Future schmuture


No NEH grant again, a magazine acceptance, a solicitation of poems from a magazine I’d never cracked (!), several poem rejections, some drafting and revising, lots of Shenandoah work, a vague but persistent headache, short days and blustery cold–hello from a mixed-blessing November in Sabbatical Land. I hereby mark the sixth-month birthday of my novel Unbecoming, and remind you that you can message me if you want a signed bookplate for that OR The State She’s In. (Here, by the way, is a new and very lovely review of the latter by Luisa Igloria in RHINO.) I can’t say I’m in much of a mood for hustle, though; it feels like crawling-under-a-rock season. I’m not doing a ton of writing, nor am I experiencing that burst of energy I’d hoped for after the election, but maybe that’s because there’s no “after”? It’s more like an intensification of suspense, a “now” that just keeps spreading its tentacles.

As a mood of hibernation comes on, I’m also cleaning closets and readying us for an actual trip, first through a flurry of lists and shopping and now by hunkering down. We have to pick up my son from Haverford College on the Tuesday before Thanksgiving, and a lot of my family lives around there, so I brainstormed this whole elaborate trip protocol.

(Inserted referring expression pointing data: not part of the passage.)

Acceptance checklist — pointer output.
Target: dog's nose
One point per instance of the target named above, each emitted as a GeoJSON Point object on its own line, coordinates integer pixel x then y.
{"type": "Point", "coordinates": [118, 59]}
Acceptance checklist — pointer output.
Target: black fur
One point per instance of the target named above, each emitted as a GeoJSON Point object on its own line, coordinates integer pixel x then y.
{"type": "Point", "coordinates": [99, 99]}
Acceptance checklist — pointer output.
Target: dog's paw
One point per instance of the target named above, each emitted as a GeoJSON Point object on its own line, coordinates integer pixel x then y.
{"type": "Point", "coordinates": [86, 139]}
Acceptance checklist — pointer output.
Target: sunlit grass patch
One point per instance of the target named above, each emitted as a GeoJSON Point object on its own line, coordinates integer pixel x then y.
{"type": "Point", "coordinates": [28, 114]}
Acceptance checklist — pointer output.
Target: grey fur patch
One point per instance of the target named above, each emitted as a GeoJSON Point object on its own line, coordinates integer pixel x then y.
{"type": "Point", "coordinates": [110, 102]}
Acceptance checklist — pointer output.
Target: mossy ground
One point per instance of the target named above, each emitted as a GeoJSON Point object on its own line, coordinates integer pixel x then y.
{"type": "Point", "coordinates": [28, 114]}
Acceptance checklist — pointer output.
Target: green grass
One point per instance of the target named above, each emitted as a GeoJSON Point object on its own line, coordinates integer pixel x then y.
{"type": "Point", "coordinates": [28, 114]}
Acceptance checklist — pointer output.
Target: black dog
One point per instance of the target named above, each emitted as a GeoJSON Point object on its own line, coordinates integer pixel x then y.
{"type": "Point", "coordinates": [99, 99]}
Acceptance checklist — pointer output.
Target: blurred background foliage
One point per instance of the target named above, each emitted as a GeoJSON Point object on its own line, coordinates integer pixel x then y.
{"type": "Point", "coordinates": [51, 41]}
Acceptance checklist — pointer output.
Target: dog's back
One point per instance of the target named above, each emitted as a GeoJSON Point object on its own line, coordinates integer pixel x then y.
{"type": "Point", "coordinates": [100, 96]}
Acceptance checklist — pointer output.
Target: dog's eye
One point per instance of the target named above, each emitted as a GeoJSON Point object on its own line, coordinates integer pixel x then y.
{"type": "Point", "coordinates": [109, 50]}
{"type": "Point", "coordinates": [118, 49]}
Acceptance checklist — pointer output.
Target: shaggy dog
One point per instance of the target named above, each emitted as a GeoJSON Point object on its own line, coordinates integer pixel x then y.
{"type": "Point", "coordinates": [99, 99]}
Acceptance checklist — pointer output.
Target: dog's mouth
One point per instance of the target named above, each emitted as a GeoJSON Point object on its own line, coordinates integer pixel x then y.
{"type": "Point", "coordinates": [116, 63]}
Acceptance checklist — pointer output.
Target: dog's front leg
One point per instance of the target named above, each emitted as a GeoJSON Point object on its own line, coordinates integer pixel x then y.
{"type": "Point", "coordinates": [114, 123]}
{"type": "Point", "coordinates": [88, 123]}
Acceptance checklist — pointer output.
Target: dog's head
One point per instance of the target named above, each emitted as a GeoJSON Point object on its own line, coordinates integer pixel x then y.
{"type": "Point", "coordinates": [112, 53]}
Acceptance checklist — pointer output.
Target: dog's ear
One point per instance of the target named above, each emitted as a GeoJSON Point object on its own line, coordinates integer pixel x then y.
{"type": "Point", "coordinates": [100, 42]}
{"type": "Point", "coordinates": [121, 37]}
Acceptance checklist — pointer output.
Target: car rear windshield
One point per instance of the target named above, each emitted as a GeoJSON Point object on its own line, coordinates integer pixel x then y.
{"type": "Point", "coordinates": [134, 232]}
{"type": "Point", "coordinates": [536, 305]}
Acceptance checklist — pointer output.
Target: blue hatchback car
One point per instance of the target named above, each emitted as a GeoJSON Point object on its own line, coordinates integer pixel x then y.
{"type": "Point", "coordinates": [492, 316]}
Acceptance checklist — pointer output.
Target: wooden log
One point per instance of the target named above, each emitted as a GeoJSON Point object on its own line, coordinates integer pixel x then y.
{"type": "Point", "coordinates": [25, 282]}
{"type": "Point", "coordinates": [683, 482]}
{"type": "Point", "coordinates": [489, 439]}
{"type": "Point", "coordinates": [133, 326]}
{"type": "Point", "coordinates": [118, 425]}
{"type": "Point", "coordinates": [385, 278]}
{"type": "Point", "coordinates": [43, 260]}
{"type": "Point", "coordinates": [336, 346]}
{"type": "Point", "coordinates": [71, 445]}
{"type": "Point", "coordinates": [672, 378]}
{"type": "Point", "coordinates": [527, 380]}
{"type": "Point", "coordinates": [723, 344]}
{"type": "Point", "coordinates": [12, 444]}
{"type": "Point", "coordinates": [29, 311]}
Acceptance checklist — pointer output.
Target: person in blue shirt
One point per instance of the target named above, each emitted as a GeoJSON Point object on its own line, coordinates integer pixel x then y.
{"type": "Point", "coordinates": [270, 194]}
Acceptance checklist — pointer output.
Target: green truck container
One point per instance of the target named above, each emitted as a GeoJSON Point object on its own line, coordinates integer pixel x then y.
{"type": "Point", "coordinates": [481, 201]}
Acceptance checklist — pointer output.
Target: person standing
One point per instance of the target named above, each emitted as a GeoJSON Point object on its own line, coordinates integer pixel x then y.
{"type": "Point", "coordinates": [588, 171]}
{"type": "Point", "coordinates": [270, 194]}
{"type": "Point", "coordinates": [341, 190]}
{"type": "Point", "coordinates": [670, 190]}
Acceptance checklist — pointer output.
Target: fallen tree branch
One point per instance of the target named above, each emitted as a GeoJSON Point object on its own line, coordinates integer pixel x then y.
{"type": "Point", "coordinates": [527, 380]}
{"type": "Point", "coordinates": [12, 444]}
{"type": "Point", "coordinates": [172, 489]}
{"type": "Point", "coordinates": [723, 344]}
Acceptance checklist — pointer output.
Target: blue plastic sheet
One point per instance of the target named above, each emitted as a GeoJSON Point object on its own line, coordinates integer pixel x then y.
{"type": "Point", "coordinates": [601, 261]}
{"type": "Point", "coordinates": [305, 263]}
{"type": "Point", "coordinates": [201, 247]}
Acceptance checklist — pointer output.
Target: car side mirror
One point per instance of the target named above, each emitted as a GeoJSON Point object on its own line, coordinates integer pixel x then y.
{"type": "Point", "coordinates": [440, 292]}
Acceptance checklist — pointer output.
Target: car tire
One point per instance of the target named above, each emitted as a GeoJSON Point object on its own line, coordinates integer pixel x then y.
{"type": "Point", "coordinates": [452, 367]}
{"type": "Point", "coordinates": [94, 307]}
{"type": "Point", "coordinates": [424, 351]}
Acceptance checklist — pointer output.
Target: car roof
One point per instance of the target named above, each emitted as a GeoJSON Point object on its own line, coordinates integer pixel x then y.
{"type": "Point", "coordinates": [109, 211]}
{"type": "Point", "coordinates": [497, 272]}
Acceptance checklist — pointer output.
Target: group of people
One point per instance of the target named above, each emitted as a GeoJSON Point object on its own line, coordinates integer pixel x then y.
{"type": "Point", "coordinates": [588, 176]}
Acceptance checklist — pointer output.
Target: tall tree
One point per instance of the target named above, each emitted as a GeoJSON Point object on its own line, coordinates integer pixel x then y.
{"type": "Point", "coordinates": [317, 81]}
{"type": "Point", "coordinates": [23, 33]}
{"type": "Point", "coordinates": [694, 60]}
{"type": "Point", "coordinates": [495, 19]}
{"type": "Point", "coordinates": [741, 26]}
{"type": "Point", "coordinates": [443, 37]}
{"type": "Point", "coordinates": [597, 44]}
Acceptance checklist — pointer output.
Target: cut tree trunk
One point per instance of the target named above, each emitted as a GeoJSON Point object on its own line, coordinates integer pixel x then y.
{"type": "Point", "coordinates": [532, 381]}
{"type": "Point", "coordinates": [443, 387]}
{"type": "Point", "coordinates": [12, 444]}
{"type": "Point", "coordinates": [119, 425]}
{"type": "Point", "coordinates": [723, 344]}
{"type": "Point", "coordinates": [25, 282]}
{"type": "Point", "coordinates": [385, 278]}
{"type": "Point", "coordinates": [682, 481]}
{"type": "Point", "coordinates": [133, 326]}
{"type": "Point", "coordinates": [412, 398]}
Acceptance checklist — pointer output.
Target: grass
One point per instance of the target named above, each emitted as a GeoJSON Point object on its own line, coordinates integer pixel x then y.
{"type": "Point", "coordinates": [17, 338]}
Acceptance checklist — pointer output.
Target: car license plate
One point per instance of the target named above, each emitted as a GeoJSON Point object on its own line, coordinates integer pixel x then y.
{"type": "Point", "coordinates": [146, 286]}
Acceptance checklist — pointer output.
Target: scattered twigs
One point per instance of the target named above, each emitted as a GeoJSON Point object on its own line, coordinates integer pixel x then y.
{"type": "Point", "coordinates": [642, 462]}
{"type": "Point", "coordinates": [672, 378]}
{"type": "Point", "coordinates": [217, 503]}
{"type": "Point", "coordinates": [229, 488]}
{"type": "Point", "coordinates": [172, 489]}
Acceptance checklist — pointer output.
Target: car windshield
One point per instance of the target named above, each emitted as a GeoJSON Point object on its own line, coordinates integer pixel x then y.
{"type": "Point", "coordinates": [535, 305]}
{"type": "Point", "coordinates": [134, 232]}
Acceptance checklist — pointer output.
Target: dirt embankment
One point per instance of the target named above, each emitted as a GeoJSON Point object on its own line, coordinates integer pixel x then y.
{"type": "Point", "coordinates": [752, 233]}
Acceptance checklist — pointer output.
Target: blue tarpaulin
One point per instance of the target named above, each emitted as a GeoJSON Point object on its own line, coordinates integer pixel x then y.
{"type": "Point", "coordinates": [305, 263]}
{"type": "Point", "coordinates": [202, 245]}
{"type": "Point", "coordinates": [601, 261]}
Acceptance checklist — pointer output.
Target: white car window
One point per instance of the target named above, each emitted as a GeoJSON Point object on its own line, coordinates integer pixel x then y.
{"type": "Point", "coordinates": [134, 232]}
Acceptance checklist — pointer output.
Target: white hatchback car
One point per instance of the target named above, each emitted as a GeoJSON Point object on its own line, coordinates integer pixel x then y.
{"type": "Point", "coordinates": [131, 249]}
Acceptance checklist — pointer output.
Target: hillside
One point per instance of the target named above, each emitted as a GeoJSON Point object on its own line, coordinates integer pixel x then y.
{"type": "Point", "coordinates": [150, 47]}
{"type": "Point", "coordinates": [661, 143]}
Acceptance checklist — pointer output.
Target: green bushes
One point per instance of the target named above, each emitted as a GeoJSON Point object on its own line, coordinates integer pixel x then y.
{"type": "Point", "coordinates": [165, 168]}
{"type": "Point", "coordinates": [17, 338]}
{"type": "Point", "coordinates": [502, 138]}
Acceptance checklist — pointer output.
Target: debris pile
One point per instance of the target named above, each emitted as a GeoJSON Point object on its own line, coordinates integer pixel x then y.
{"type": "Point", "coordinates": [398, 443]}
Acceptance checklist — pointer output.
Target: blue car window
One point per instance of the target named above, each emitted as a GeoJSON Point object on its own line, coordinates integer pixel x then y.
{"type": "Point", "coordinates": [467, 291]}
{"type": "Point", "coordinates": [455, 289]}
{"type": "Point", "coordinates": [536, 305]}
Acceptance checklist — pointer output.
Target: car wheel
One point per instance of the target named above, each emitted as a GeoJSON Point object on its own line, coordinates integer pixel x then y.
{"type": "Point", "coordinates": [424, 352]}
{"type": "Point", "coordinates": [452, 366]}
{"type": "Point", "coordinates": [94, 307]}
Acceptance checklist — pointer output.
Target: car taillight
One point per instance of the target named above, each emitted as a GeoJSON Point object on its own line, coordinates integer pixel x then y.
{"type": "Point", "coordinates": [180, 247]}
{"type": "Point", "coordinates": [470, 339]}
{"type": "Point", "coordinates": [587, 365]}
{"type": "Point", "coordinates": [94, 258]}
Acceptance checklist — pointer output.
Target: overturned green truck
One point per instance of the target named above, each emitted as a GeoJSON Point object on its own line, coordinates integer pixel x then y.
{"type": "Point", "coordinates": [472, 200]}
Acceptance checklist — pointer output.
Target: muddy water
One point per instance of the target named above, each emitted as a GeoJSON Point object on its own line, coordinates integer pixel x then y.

After testing and a period of isolation, we pack the car within an inch of its life and visit my bored-out-of-her-mind mother; then we meet up with our kids at a rented house in the Poconos for a few days; then we meet my sister and maybe some of her kids for a socially-distanced hike in the woods; finally, we return home and hide for the rest of this third wave, however long it lasts. The theory is that I’ll drive Cameron back to Haverford at the end of January for his spring term, but I have a feeling college openings will be delayed. I believe Biden WILL be inaugurated and will run the pandemic response sanely; vaccines are clearly coming; but winter may well be a long blank chapter. If we’re lucky.

In case you’re trying to do some writing yourself and like prompts, I give two in this five-minute reading:

It’s one of many launched this week by the Bridgewater International Poetry Festival, thanks to Stan Galloway, Nicole Yurcaba, and their students. However, Bridgewater College, like many others, is laying off people, including Nicole, so the conference has an uncertain future (aren’t you tired of that phrase?). If you’re in the mood to write more spell-poems on the off-chance it will make you or the world a bit better, I just dug up this post, “Uncanny paneling,” for a friend. The second half of it consists of writing prompts from six people, including me, and having been reminded of them, I plan to try them myself.

Hocus, pocus, try to focus…


3 responses to “Future schmuture”

  1. Spreading its tentacles, indeed. [shudder]
    Congratulations and consolations on your publishing/grant news.Thank you for the reading and the prompts – sending them out into the world is a sign of hope that people may be listening, that people may be writing. I am doing both, however haphazardly. Safe travels! (I envy your adventure, but not the preparation – just thinking about it makes me tired. Lol!)